Anchorage 1770 sits at the address that gives it its name. The structure was built in 1770 by John Gordon, an English merchant and one of the wealthier planters in colonial Beaufort, and it survives as the oldest large tabby house still in continuous use in the Lowcountry. Tabby is the local lime, oyster shell and water composite, and the inn's two-foot exterior walls are the genuine material rather than a later imitation. The building was a private residence until the 1980s, ran as the Rhett House's quieter sister property for a decade, and reopened in 2017 as a fourteen-room boutique inn after a careful restoration that resurfaced the original heart pine floors and reopened the river-facing balconies.
The rooms are split across three floors of the main house and a discreet rear annex. Categories run from the smaller garden view rooms at the back, through the larger water view category facing east toward the river, to a small set of full waterfront rooms with private balconies on Bay Street. The interior design pulls in a low-country palette of soft greys, pale blues and natural linen, the antiques are individual rather than coordinated, and most rooms hold a clawfoot tub. There are no televisions in the public rooms by design, the WiFi is fast, and most categories include a king bed and a small writing desk.
The ground floor restaurant is the property's other operating asset.

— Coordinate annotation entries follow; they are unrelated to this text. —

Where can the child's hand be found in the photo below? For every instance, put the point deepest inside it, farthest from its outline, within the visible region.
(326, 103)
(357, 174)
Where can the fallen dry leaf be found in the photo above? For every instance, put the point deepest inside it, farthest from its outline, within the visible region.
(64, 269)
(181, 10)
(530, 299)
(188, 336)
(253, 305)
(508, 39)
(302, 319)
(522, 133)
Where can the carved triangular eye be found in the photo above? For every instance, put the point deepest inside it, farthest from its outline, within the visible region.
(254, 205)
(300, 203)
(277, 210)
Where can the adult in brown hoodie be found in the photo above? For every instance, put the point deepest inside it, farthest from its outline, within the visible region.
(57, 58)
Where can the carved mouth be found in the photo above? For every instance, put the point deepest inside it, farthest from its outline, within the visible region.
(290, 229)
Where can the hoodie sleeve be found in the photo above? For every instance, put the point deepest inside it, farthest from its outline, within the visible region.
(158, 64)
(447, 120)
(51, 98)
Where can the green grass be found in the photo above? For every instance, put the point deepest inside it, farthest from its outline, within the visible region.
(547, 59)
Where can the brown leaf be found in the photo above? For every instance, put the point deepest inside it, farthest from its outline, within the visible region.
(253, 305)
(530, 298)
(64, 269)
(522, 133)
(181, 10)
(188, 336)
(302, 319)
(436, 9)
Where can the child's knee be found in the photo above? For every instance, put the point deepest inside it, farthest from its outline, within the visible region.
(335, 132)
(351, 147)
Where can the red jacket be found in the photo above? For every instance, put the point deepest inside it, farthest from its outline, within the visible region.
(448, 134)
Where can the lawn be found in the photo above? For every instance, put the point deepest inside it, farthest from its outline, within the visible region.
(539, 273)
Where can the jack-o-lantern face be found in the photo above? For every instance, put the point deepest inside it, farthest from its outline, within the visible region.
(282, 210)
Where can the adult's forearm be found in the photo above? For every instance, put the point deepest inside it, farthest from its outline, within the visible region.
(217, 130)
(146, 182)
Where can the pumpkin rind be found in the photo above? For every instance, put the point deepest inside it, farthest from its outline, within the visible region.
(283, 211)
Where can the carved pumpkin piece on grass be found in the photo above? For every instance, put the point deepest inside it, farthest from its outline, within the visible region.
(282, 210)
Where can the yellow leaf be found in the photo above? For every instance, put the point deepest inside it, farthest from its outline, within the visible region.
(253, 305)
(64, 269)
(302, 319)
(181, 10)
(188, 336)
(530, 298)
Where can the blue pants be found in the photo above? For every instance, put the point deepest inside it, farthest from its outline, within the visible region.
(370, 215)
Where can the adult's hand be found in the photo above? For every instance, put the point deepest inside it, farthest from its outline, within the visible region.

The kitchen runs a cook-to-order breakfast included with every stay (four hot options plus a buffet), and dinner runs Wednesday through Saturday on a short modern Lowcountry menu that has built a reputation well beyond the inn's own room nights. The bar program leans toward Carolina spirits and a tight wine list focused on the Cape Fear region. There is a small private dining alcove that books out for proposal dinners more often than the front desk advertises.
The Anchorage's working dock is the property's hidden lever. The inn maintains its own small fleet of bicycles, can call up kayaks and stand-up paddleboards on twenty minutes' notice, and partners with a local skipper for half-day Sea Island charters. Service is led by a long-tenured general manager who knows every regular by name, and the front-of-house team is small enough to read by midweek of any stay. Anchorage 1770 is the cleanest Bay Street option for a couples weekend in Beaufort and the default booking when the river view matters more than square footage.
For a quieter Lowcountry honeymoon, the Anchorage's waterfront category is the clear booking: a private Bay Street balcony, a clawfoot tub, and dinner downstairs without ever leaving the property. Pair four nights here with three at Sea Island or Kiawah for the cleanest Southern honeymoon route.
An anniversary at the Anchorage is the kind of weekend that quietly outperforms its price tag. The Saturday dinner sequence (a sunset cocktail on the balcony, dinner in the river-side dining room, a quick walk along the seawall) is the most reliable milestone weekend in the Lowcountry.
The Anchorage's private dining alcove was effectively built for the question. Book the alcove four weeks ahead, ask the front desk for the river-balcony walk after dessert, and the inn will quietly stage the wine, the chairs, and the timing. The answer is almost never about the hotel, but if you are asking here, you have not picked the wrong stage.
1103 Bay Street
Beaufort, SC 29902
United States
Directly on the Beaufort River seawall, two blocks from the Henry C. Chambers Waterfront Park
14 rooms across three floors and a rear annex
Garden view from $269/night
Water view from $388/night
Waterfront balcony rooms from $488/night
Captain's Suite to $688/night
Check-in: 4:00 PM
Check-out: 11:00 AM
Building dates 1770; reopened as inn 2017 after restoration
Cook-to-order breakfast included
On-site restaurant (dinner Wed-Sat)
River-facing balconies
Working dock and small boat fleet
Complimentary bicycles
Complimentary WiFi throughout
From $269/night. Waterfront balcony rooms book three to four months ahead for the Beaufort Water Festival in July, Film Festival in February, and Memorial Day through Labor Day weekends.